Now as to proximate cause. Did plaintiff lose his money through defendant’s fraud, which induced him to enter into the contract and to part with his money, or through his intervening failure to make *238further payments after discovering the cheat? But for the latter, followed by the cancelation, there could be no doubt whatever that the loss was attributable to the former. Was he then obliged, in order to preserve the continuity of this first cause, and thus lay the foundation for this action, to continue payments and be charged with all the unfavorable inferences which, later, might be drawn from such conduct, if he attempted to assert his rights by action, to be met, furthermore, at the end of the period of payment, and after paying $1,440 more than he should, with the contention that his right of action, apparently valid, was then barred by limitations ? No one should be compelled so to do as a condition precedent to recovery of money fraudulently obtained, no matter what the form of action may be. With all due respect to the opinions of my colleagues, the fundamental flaw in the decision reached lies in the holding that plaintiff was required to go on with performance of the contract, in order to maintain an action for damages sustained in its inception, when, in fact, even had he been defeated in an action for rescission on any other ground than absence of fraud, he could maintain it.
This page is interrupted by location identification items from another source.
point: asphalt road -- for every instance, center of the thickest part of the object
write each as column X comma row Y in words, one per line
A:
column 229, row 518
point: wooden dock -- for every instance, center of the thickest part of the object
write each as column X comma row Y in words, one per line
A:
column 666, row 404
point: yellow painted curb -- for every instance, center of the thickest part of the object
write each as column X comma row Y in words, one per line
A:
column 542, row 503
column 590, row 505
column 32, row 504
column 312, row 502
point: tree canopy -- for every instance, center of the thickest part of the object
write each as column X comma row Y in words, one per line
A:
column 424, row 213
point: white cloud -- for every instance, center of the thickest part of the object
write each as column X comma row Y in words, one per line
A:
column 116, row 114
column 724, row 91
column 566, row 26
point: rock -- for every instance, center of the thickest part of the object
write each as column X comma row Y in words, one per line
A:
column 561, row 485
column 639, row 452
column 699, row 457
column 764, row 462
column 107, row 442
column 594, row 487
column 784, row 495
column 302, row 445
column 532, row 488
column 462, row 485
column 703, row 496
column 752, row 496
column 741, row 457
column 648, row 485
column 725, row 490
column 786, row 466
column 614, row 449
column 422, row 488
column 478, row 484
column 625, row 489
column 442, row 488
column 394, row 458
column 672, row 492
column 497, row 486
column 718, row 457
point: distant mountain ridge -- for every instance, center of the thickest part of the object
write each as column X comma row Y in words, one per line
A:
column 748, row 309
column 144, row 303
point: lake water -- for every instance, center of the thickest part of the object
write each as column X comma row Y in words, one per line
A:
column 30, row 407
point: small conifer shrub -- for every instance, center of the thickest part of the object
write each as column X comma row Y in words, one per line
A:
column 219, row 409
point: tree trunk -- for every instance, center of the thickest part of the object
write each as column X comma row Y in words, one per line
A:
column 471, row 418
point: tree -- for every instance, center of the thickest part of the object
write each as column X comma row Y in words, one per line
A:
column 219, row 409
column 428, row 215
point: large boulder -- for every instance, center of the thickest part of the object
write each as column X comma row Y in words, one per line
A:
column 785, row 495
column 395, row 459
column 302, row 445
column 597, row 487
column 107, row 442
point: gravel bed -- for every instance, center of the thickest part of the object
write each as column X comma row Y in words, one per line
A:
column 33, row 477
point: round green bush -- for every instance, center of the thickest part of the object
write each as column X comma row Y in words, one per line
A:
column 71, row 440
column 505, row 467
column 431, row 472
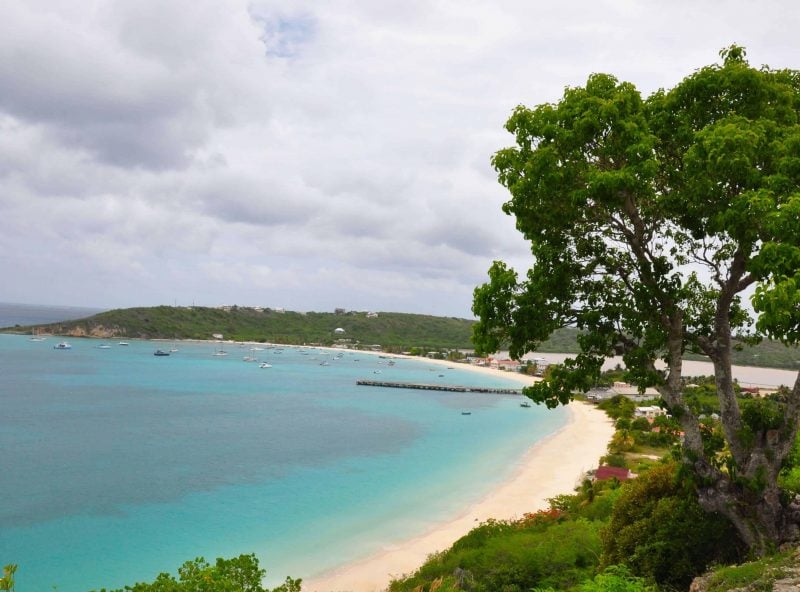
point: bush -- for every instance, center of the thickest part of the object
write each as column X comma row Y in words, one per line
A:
column 659, row 530
column 516, row 556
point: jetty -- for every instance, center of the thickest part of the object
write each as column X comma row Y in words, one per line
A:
column 441, row 387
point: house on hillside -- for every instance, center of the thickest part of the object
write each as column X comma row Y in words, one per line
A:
column 605, row 472
column 650, row 411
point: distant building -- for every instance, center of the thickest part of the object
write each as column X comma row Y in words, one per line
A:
column 650, row 412
column 601, row 393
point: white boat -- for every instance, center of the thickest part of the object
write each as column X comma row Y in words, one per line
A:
column 36, row 337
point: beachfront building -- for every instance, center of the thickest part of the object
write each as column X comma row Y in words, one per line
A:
column 649, row 412
column 604, row 472
column 507, row 365
column 622, row 388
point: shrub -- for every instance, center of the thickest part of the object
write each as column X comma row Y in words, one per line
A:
column 659, row 530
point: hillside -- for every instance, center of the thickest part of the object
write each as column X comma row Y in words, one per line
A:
column 392, row 330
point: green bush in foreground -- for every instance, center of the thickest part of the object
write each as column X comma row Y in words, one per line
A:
column 659, row 530
column 542, row 550
column 239, row 574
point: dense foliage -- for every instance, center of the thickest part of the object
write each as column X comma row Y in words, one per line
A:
column 649, row 219
column 659, row 530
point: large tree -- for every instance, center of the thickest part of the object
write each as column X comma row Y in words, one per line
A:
column 649, row 220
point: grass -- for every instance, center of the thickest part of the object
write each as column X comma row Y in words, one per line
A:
column 755, row 575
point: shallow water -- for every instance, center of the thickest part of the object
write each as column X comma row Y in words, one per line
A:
column 118, row 464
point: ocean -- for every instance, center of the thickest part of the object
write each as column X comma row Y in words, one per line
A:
column 12, row 315
column 118, row 464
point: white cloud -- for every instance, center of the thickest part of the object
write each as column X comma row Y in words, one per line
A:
column 306, row 155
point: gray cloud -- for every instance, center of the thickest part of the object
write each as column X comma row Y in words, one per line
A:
column 306, row 156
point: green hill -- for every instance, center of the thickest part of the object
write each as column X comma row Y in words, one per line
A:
column 394, row 331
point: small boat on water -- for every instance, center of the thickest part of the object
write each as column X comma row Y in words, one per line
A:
column 36, row 337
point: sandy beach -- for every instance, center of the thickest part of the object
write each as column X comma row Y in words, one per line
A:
column 550, row 467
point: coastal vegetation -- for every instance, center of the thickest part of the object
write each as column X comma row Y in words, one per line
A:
column 649, row 220
column 395, row 332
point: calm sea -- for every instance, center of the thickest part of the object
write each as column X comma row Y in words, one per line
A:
column 117, row 465
column 37, row 314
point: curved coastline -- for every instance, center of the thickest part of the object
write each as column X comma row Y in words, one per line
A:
column 550, row 467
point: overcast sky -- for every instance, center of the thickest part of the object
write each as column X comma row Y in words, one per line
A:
column 305, row 155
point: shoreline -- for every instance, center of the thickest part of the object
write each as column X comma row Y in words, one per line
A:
column 548, row 468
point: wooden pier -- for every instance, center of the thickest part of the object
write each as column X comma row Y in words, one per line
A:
column 441, row 387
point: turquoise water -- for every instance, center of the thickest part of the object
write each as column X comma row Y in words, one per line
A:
column 118, row 465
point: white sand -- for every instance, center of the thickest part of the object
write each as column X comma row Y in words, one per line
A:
column 550, row 467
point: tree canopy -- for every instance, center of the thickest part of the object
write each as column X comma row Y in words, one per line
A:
column 649, row 220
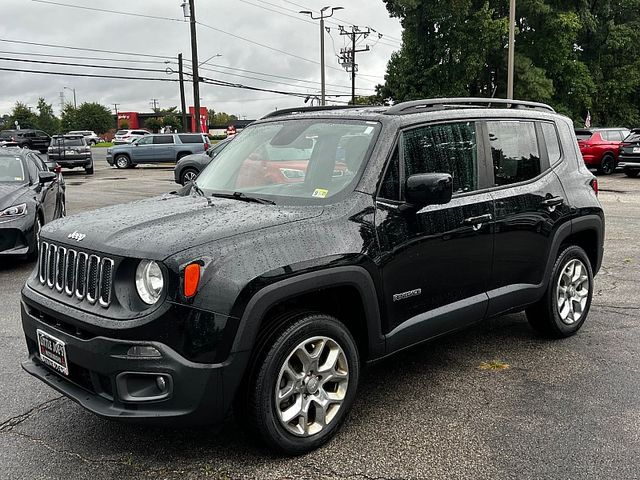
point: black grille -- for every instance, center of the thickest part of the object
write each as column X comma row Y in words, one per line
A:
column 69, row 271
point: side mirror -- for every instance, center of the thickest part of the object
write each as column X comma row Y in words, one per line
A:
column 429, row 189
column 46, row 177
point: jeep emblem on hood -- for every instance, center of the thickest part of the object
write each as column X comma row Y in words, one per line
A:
column 77, row 236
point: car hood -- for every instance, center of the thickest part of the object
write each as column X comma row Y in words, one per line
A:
column 10, row 193
column 159, row 227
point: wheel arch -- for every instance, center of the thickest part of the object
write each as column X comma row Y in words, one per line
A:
column 348, row 293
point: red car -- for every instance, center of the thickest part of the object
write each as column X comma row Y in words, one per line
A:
column 600, row 147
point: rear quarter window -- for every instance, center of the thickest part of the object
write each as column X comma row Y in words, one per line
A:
column 191, row 138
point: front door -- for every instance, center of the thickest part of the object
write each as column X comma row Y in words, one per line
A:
column 530, row 206
column 436, row 262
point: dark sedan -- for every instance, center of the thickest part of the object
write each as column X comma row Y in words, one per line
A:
column 189, row 167
column 30, row 196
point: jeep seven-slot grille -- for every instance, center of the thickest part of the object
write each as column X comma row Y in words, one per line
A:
column 88, row 277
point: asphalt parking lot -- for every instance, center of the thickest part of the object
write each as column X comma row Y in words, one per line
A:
column 563, row 409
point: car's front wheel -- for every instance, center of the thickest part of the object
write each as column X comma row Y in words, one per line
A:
column 188, row 175
column 122, row 161
column 565, row 305
column 303, row 384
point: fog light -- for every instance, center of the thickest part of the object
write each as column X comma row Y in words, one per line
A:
column 143, row 351
column 161, row 383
It is said that our rule as to measure of damages is an insuperable obstacle to plaintiff’s recovery, because his rights in the property had been divested by cancelation before trial, thus leaving nothing by which to measure damages. But the principle underlying this rule merely limits recovery to the direct pecuniary loss sustained in the transaction, to the exclusion of expected profits. Such loss being established in the sum of $464, it is necessarily within the rule, and plaintiff should not be deprived of a recovery thereof because he might have been entitled to more had he fully performed. The greater must include the less.
I think the judgment should be reversed.